Laboratoire de Physique Théorique

de la Matière Condensée



Attention : désormais les séminaires ont lieu tous les lundis à 10h45 en salle  523 du LPTMC - Tour 12-13 


Riccardo Rossi (Flatiron Institute, New-York)
New diagrammatic Monte Carlo approches to the quantum many-body problem

Jacopo de Nardis (Université de Gand, Belgique)
Diffusion and super-diffusion in quantum and classical chains

Topological phases of quantum walks and how they can be detected

Janos Asboth (Wigner Research Centre for Physics & Budapest University, Hungary)

Quantum walks are versatile toy models for periodically driven systems in the nonperturbative regime of low-frequency and high-intensity drive. In this regime, systems can have "hidden" topological invariants: they can host topologically protected edge states even if their effective Hamiltonian is topologically trivial. I will discuss schemes we developed [1,2] to measure the bulk topological invariants, including the "hidden" ones, directly, which also work in the case with spatial disorder, and which have recently been measured in quantum walk experiments[3,4].

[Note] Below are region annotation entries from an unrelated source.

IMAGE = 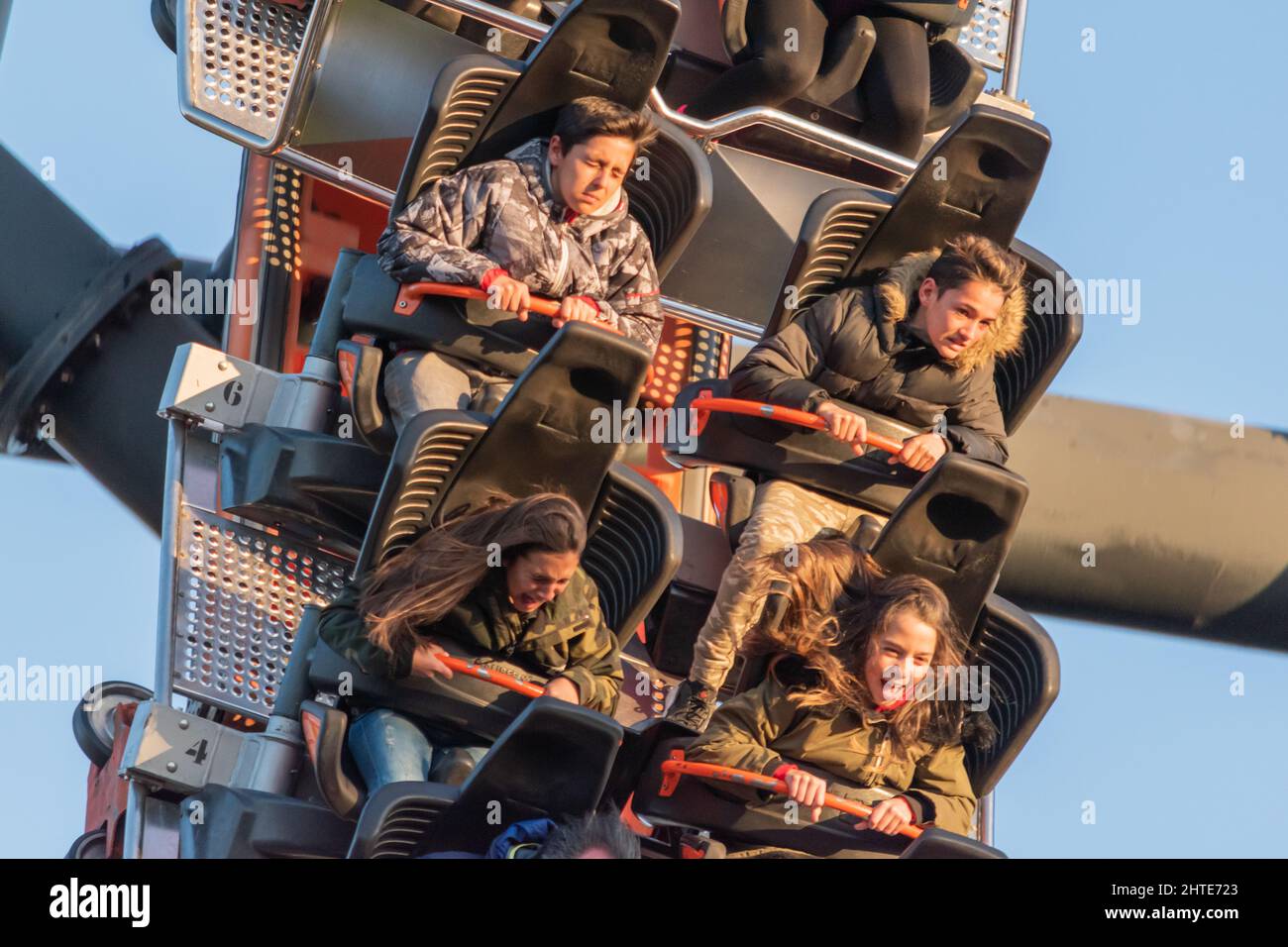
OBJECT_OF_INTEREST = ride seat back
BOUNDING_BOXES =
[871,454,1029,638]
[425,697,622,854]
[356,322,680,638]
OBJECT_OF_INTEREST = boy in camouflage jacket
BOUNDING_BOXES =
[377,97,662,432]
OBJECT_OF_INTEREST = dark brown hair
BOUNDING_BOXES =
[743,533,965,755]
[360,493,587,655]
[554,95,657,154]
[926,233,1025,296]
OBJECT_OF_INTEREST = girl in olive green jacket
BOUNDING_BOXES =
[318,493,622,793]
[686,536,975,835]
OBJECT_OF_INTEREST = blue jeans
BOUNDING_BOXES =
[349,707,488,797]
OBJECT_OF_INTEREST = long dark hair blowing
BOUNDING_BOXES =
[742,535,984,756]
[360,493,587,655]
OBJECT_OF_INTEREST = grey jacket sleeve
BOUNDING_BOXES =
[595,224,662,352]
[944,361,1010,464]
[376,162,516,286]
[729,295,844,411]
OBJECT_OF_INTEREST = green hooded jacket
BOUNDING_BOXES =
[684,673,975,835]
[318,566,622,716]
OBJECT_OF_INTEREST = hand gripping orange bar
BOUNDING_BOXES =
[394,282,622,335]
[690,398,903,454]
[438,655,546,697]
[394,282,559,316]
[658,750,922,839]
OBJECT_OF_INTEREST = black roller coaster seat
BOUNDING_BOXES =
[349,697,622,858]
[294,322,682,743]
[765,106,1082,434]
[667,106,1082,511]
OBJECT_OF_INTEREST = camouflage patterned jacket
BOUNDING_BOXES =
[318,567,622,715]
[684,673,975,835]
[376,138,662,352]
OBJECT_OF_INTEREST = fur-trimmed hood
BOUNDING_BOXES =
[872,250,1029,371]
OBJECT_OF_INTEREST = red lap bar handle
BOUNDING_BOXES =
[394,282,559,316]
[438,655,546,697]
[690,398,903,454]
[394,282,621,335]
[658,750,922,839]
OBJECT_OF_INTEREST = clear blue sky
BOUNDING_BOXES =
[0,0,1288,857]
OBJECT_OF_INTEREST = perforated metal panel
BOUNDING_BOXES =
[179,0,330,151]
[171,504,352,719]
[957,0,1012,72]
[641,318,726,407]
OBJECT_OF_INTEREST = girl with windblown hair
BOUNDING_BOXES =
[318,493,622,793]
[686,535,975,835]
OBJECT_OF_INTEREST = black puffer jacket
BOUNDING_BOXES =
[729,253,1026,464]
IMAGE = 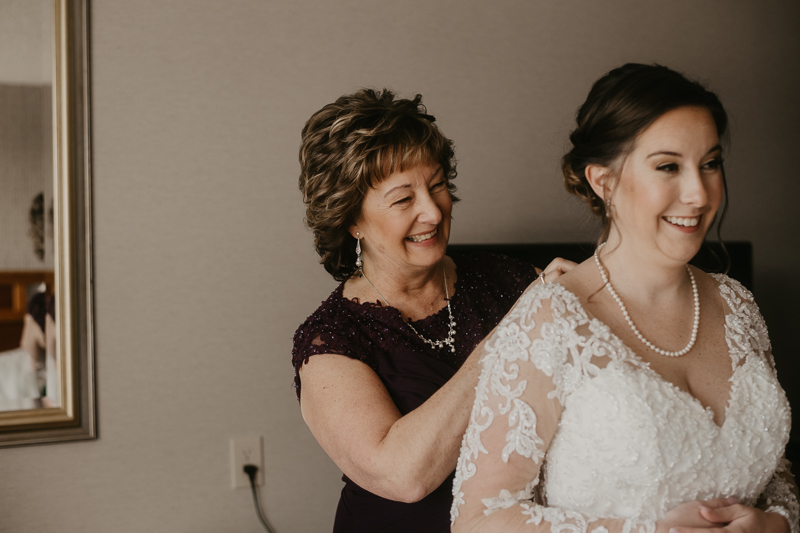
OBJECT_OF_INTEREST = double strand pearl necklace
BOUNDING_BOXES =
[359,262,456,353]
[594,243,700,357]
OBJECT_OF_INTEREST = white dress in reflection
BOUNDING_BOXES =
[451,276,798,533]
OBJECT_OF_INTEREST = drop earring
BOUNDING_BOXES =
[356,232,364,269]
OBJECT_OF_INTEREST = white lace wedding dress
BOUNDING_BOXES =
[451,275,798,533]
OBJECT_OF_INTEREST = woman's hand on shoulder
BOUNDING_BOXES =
[656,498,789,533]
[536,257,578,283]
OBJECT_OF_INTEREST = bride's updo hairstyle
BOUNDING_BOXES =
[561,63,728,240]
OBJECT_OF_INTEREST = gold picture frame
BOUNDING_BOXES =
[0,0,97,446]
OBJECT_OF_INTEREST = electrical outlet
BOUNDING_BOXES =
[231,435,264,489]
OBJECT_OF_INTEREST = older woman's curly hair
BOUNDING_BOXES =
[299,89,458,281]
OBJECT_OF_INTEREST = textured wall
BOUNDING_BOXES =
[0,84,53,270]
[0,0,800,533]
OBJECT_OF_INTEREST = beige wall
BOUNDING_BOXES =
[0,0,800,533]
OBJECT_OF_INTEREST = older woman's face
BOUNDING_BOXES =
[611,107,723,262]
[351,164,453,275]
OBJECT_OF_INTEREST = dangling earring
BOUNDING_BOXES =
[356,232,364,268]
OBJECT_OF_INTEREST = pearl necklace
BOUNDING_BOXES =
[359,263,456,353]
[594,243,700,357]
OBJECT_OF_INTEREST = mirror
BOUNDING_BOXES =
[0,0,96,446]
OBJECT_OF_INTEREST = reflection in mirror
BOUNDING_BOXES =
[0,0,60,411]
[0,0,96,445]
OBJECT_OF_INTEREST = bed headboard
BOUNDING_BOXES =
[447,241,753,291]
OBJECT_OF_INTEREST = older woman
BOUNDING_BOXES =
[453,64,800,533]
[292,90,568,532]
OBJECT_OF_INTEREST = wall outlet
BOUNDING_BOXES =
[231,435,264,489]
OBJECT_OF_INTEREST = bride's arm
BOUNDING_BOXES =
[452,290,714,533]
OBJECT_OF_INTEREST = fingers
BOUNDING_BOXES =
[700,503,753,524]
[702,498,739,509]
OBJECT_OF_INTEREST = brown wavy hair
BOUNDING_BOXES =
[299,89,458,281]
[561,63,728,241]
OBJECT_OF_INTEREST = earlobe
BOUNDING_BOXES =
[584,165,610,201]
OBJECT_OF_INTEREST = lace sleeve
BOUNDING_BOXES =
[451,284,655,533]
[757,458,800,533]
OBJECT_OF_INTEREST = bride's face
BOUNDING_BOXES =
[610,107,723,263]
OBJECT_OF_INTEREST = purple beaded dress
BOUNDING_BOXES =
[292,253,536,533]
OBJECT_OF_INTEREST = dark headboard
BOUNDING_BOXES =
[447,241,753,291]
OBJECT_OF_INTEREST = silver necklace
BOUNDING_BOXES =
[594,243,700,357]
[359,263,456,353]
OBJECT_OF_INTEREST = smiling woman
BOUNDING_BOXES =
[452,64,800,533]
[292,90,564,533]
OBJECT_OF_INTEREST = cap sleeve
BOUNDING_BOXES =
[292,287,377,400]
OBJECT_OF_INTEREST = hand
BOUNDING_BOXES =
[669,498,789,533]
[671,503,789,533]
[536,257,578,283]
[656,498,738,533]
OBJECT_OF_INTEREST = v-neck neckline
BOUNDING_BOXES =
[553,282,745,430]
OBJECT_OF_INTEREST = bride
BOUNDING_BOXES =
[451,64,798,533]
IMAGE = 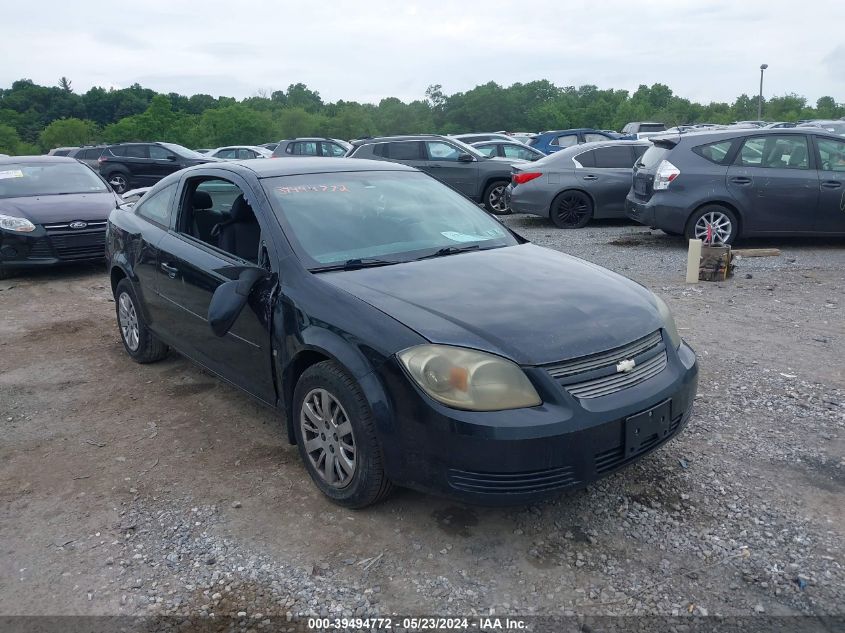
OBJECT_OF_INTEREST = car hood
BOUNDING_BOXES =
[0,191,118,224]
[319,244,663,365]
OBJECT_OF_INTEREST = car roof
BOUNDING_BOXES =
[180,156,416,178]
[0,156,80,165]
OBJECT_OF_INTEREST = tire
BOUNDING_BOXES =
[293,361,393,508]
[549,190,593,229]
[106,171,130,194]
[114,279,168,363]
[684,204,739,245]
[482,180,511,215]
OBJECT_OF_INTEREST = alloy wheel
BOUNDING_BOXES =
[556,194,590,226]
[117,292,141,352]
[487,184,508,213]
[299,389,356,488]
[694,211,733,244]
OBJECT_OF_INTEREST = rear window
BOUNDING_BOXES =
[692,139,734,165]
[639,145,669,169]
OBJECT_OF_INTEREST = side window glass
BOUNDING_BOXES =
[150,145,173,160]
[133,183,176,227]
[551,134,578,147]
[426,141,462,162]
[595,145,634,169]
[385,141,423,160]
[817,138,845,171]
[179,178,261,263]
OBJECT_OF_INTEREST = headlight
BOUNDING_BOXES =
[654,295,681,349]
[398,345,542,411]
[0,213,35,233]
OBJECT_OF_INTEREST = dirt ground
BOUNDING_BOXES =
[0,216,845,617]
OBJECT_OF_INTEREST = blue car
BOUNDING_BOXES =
[528,128,621,154]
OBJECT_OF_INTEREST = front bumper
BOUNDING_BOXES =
[380,343,698,505]
[625,193,689,234]
[0,223,106,268]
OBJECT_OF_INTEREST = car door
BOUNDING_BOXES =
[157,170,277,403]
[423,141,478,197]
[574,145,635,218]
[813,136,845,233]
[726,134,819,234]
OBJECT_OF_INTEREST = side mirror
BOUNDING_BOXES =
[208,266,267,336]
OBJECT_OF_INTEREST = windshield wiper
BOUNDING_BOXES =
[416,244,487,259]
[309,257,399,273]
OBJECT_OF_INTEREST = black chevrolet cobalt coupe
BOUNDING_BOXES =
[0,156,121,278]
[106,158,698,507]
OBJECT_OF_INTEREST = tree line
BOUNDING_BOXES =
[0,77,845,154]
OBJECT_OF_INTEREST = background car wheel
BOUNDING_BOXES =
[550,191,593,229]
[484,180,511,215]
[114,279,167,363]
[106,171,129,193]
[685,204,739,245]
[293,361,393,508]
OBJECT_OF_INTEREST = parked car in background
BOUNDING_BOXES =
[97,143,217,193]
[622,121,666,140]
[208,145,273,160]
[450,132,519,145]
[272,137,352,158]
[506,141,651,229]
[47,146,79,156]
[471,140,546,161]
[0,155,121,278]
[797,120,845,136]
[626,127,845,244]
[349,134,525,214]
[67,145,106,170]
[108,158,698,508]
[529,128,617,154]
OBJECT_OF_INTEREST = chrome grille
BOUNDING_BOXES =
[546,330,669,399]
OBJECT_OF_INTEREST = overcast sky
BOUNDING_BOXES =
[0,0,845,102]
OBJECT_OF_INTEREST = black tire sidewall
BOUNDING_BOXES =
[684,204,739,245]
[292,361,387,508]
[483,180,513,215]
[549,190,595,229]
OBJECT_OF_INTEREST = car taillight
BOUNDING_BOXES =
[653,160,681,191]
[511,171,543,185]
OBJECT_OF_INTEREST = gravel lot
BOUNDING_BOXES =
[0,215,845,629]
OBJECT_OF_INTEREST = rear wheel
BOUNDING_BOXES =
[114,279,167,363]
[685,204,739,245]
[550,191,593,229]
[106,171,129,193]
[293,361,393,508]
[484,180,511,215]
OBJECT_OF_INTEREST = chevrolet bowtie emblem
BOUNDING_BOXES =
[616,358,637,373]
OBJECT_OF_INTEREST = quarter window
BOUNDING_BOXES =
[816,138,845,171]
[134,183,176,227]
[737,135,810,169]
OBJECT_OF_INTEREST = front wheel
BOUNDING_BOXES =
[293,361,393,508]
[685,204,739,246]
[114,279,167,363]
[549,191,593,229]
[484,180,511,215]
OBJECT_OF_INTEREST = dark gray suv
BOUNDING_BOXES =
[625,128,845,244]
[347,134,528,214]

[1]: T Rakovszky, JK Asbóth, A Alberti: Detecting topological invariants in chiral symmetric insulators via losses, Phys Rev B 95 (20), 201407

[2]: B Tarasinski, JK Asbóth, JP Dahlhaus: Scattering theory of topological phases in discrete-time quantum walks, Phys Rev A 89 (4), 042327

[3]: Zhan, X., Xiao, L., Bian, Z., Wang, K., Qiu, X., Sanders, B.C., Yi, W. and Xue, P.: Detecting topological invariants in nonunitary discrete-time quantum walks. Phys Rev Lett, 119(13), 130501

[4]: S Barkhofen, T Nitsche, F Elster, L Lorz, A Gábris, I Jex, C Silberhorn: Measuring topological invariants in disordered discrete-time quantum walks, Phys Rev A 96 (3), 033846

Quantum Spin Liquids in Dipolar-Octupolar Pyrochlores

Owen Benton (MPIPKS Dresden)

Over many years, there has been a concerted research effort to identify systems realizing Quantum Spin Liquid (QSL) ground states. Realization of QSL states is of great interest due to their association with large-scale quantum entanglement, fractional excitations and emergent gauge fields. A particularly interesting subset of QSLs is those that realise emergent electromagnetism, with gapless photons and gapped, fractional charges as excitations.

In this regard the “dipolar-octupolar” pyrochlore oxides R2M2O7 (R=Ce, Sm, Nd) represent an important opportunity. The effective S=1/2 exchange Hamiltonian which governs their low energy physics has an alluringly simple “XYZ” form and is known to be conducive to forming a U(1) QSL ground state, at least in certain limits. Meanwhile, recent experiments on these materials strongly suggest QSL physics.

Motivated by this, we present here a complete analysis of the ground state phase diagram of dipolar-octupolar pyrochlores. Combining perturbation theory, variational arguments and exact diagonalization we discover multiple U(1) QSL phases which together occupy a large fraction of the parameter space. By comparing numerical calculations to published thermodynamic data we can also locate the materials Ce2Zr2O7 and Ce2Sn2O7 on the phase diagram, finding strong support for a QSL ground state.


Statistical properties of energy barriers and activated dynamics in mean-field models of glasses

Valentina Ros (IPhT CEA Saclay)

Understanding the geometrical properties of high-dimensional, random energy landscapes is an important problem in the physics of glassy systems, with plenty of interdisciplinary applications. Among these properties, an important role is played by the statistics of stationary points, which is relevant in determining the evolution of local dynamics within the landscape. In this talk I will focus on the energy landscape of a simple model for glasses (the so-called spherical *p*-spin model) and I will present a framework to compute the statistical properties of the saddle points surrounding local minima of the landscape. I will discuss how this computation allows to extract information on the distribution of energy barriers surrounding the minimum, as well as on its connectivity in configuration space. I will comment on the dynamical implications on these results, especially for the activated regime of the dynamics, relevant when the dimension of configuration space is large but finite.